ただ、これらの数字は、木材の量だ。金額ベースではどのくらいになるのだろうか。安いB材中心の需要だと、全体の伸び率は0,5%行かないかもしれない。
近頃考えるのだが、何も国産材は売れなくてもよいのではないかと(笑)。
こんなこと言うと怒られるが、必要なのはお金になることだ。山村にお金が落ちること であって、木材供給は町側の都合ではないか。出荷する木材の量を競う必要はないのかもしれない……。
問題は、どうやって利益を増やすかだ。銘木のような高級化はもう無理だろう。
実は、山村が窮乏した時代は、昔もある。多いのは江戸時代初期だ。なぜなら、この時代に天然林は過伐で資源が底を突いた。山村は食えなくなったのだ。そこで、山を売ってしまった。ただし、利用権は村民に残した。そして山仕事の費用も町の山主に出させた。これが借地林業の構造である。
これを現代ももう一度やる。森林をどんどん競売にかけて町の住人に売り飛ばしたらどうだろう。そして、自分の森だと思えば、山に通うかもしれない。そうしたら交流人口が増える。村では、山主様、と持ち上げて満足させる。そして管理費用を取る。
ただし、ここでも立木権は山村に残す。経営に口を出させない。森林所有のロマンだけを味わってもらう。森林証書を売って、木は売らない。木を売って利益を上げても、山主には、ほとんど還元しない(笑)。
山村には、不在地主の森林を管理する組合をつくる。実は、山主様の接待係である。気持ちよく山に滞在させて、管理費を出してもらうと送り返す。
借地林業の時代にもどすのだ(笑)。方法は、森林に関する課税(たとえば森林購入に関する税金を安くする。森林所有者には減税する……など。)を操作すれば、わりと簡単に誘導できるような気がするのだが。あるいは、山村が抱える借金を、山で支払う。(借金棒引きの代わりに山を渡す協定を結ぶ。)
案外、ロマンに金を出す人は少なくないはずだ。
なんだか、金塊を売って証書だけ渡すような詐欺商法ぽいが、これくらいいいじゃないか。
仕事柄、山林(土地)を売りたい人はいますが、山林価格が安くてなかなか話がまとまりません。
実際は60年~70年~80年生の立木評価をしても市場価格が安くて山林所有者の取り分が安いので、山林評価も安いと思います。
ではどのようにして魅力ある山林にして買ってもらうか。
都会の人が買う要因は何か。
環境か、自然か、資産か、投資か、田舎か・・・?
今朝の日経一面の「環境ファンド」(このコメントとは関係ありませんよ。名称として、かつ類似の制度を考える上で参考になると思われるので)

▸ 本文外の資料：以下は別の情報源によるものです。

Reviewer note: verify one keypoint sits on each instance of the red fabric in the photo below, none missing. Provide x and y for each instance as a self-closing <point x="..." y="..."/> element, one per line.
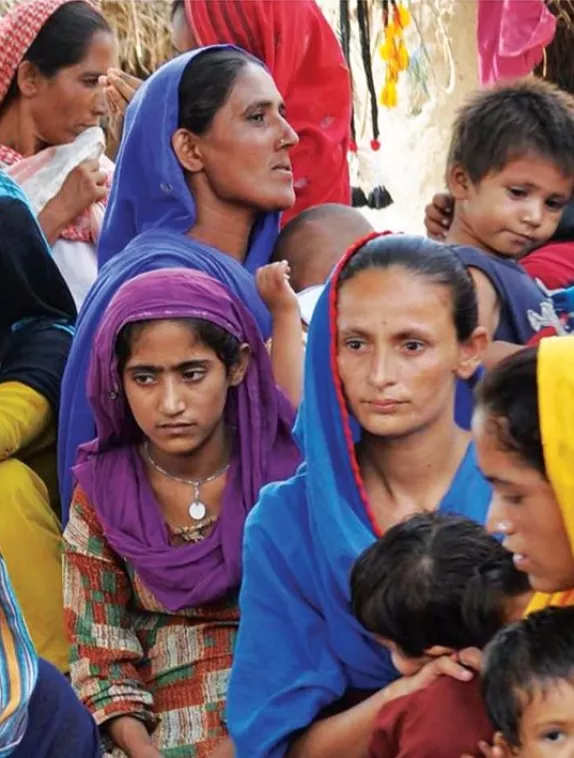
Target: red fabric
<point x="553" y="264"/>
<point x="294" y="40"/>
<point x="447" y="719"/>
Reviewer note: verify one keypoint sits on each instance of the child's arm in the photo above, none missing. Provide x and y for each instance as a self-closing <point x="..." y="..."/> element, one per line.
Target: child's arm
<point x="488" y="316"/>
<point x="287" y="334"/>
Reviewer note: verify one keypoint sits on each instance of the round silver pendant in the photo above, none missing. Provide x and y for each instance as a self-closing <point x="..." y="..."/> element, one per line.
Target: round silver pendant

東京では、「持続可能な東京の実現をめざす新戦略プログラム」と「温暖化対策計画書制度」がセットになって動き出しています。
後者では「【対象要件】燃料、熱及び電気の使用量を原油に換算した量が、年間(前年度)1,500kL以上の事業所」を対象として目標と対策を提出させています。

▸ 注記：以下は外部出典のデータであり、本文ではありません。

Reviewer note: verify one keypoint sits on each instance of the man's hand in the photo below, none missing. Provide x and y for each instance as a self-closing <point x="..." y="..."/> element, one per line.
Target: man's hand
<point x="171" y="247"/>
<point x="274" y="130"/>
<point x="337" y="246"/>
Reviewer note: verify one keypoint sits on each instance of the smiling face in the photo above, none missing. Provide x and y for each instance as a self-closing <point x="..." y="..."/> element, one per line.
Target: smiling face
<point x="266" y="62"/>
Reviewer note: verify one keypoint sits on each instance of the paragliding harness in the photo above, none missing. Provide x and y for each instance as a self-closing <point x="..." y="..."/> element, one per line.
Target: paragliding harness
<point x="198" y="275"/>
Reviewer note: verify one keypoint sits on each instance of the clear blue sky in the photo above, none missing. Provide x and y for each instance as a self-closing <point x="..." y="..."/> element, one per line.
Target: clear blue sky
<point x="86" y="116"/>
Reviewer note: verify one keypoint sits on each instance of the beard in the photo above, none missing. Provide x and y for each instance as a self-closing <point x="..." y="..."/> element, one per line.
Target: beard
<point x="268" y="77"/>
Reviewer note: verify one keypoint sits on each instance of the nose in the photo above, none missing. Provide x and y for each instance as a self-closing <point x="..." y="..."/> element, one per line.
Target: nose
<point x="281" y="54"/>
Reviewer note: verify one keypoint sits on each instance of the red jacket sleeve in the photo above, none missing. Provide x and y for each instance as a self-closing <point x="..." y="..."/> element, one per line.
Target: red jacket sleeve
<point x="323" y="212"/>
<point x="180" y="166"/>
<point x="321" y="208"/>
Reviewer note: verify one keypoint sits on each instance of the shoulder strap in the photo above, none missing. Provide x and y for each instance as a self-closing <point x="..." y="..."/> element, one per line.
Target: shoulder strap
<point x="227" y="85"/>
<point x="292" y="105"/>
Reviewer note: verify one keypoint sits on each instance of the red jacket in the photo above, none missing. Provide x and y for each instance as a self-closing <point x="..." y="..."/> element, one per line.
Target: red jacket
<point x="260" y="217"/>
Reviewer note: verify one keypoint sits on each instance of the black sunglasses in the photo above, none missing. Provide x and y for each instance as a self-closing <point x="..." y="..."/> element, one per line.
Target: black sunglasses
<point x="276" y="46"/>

今のところ目標を達成できなかった事業所に対するペナルティは明示されていませんが、排出権取引も十分予想されています。
森林へのCO2固定量を取引市場に出すという趣旨でファンドを募るというのも、今なら十分に世間に通用すると思います。
集まったファンドを森林整備に充てるという説明は、十分納得できます。
CO2排出権取引を導入するのは現実的ですね。税制優遇もありとは思うけど、なかなか国がOK言わないだろうな。
いっそ、自治体が別のメリットを作り出せないか。
名誉・称号というのを考えられないか。山林を購入してくれる人に、名誉を与える。「森林保全の英雄」とか「森の防人勲章」を授与する。
いっそ面積によって、100haで「森林大名」300haで「森林将軍」、1000haで「森林大王」の称号を与えて、その地域に来訪したら村上げて「お殿様」ごっこしてあげる(笑)。
あっ、私は「森林足軽」でいいや。